Another solution to budget woes would be a balanced approach to the crisis. This balanced approach would include new revenues, reductions, and greater efficiencies. This is the approach advocated by thoughtful analysts of Illinois’ budget woes in independent think tanks across the State. Ideas for the best way to generate revenues are varied but the need to explore the possibilities is clear. Many of the revenue strategies have been voiced by state leaders on both sides of the political aisle: reinstate, at least partially, the lapsed state income tax with a plan for gradual reduction over time, put 21st century tax policies in place including progressive taxation and increase revenues from the fastest growing service sector of the economy. Paired with less draconian reductions and greater efficiencies this approach would allow the State to move forward without so severely damaging education opportunity and the services needed by the most vulnerable of our fellow citizens.

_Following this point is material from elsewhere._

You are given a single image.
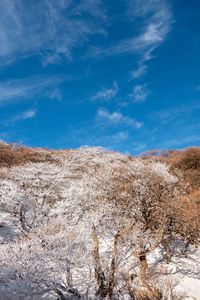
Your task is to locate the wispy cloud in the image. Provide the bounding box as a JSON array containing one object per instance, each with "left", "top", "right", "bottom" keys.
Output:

The Illinois Board of Higher Education (IBHE) has proposed a budget for higher education that is basically flat for next year with the exception of an increase in MAP funding to address our college affordability challenges. IBHE believes, based on months of meetings with colleges, that this is a responsible budget. The balanced approach would allow for the IBHE budget to be enacted. Given such a budget the Board is committed to launching, in cooperation with state leadership an “efficiency and effectiveness” initiative in Illinois to ensure every dollar we have is used to the maximum benefit of students.
IBHE also is committed to working with state leadership to streamline the State regulatory environment that adds significant costs to colleges that students must bear, providing “regulatory relief” to our system. Streamlining strategies include: (a) cutting through the complex maze of procurement regulations that demand large staffs to address and threaten colleges’ ability to participate in multi-state purchasing agreements for insurance, technology, etc. that already save tens of millions of dollars and could save more (b) eliminating policies that add costs but not value to capital construction efforts, and (c) reducing the burden of unfunded mandates that have grown like stalactites in a cave over time.
All of this can and should be part of a balanced approach to preserving fairness in education opportunity in Illinois. The alternative, massive cuts to university budgets, will (a) further reduce affordability for middle and low income families (b) increase the talent drain out of state (c) threaten the programs and services needed to provide a safety net supporting college completion for first generation, adult, and underrepresented students at a time when college gaps for these groups are growing (d) undercut our ability to grow a workforce to support economic development, and (e) threaten research that has to date made Illinois one of the leading states in generating patents that support business and job creation (almost all of Illinois patents are generated by higher education institutions). IBHE will do all it can to support decisions in Illinois that embrace fairness and target smart investment in strategies that have demonstrated ROI. Educating a 21st century workforce is one such strategy and a very important one. We can keep moving forward, even in these difficult times, with a balanced approach to our challenges.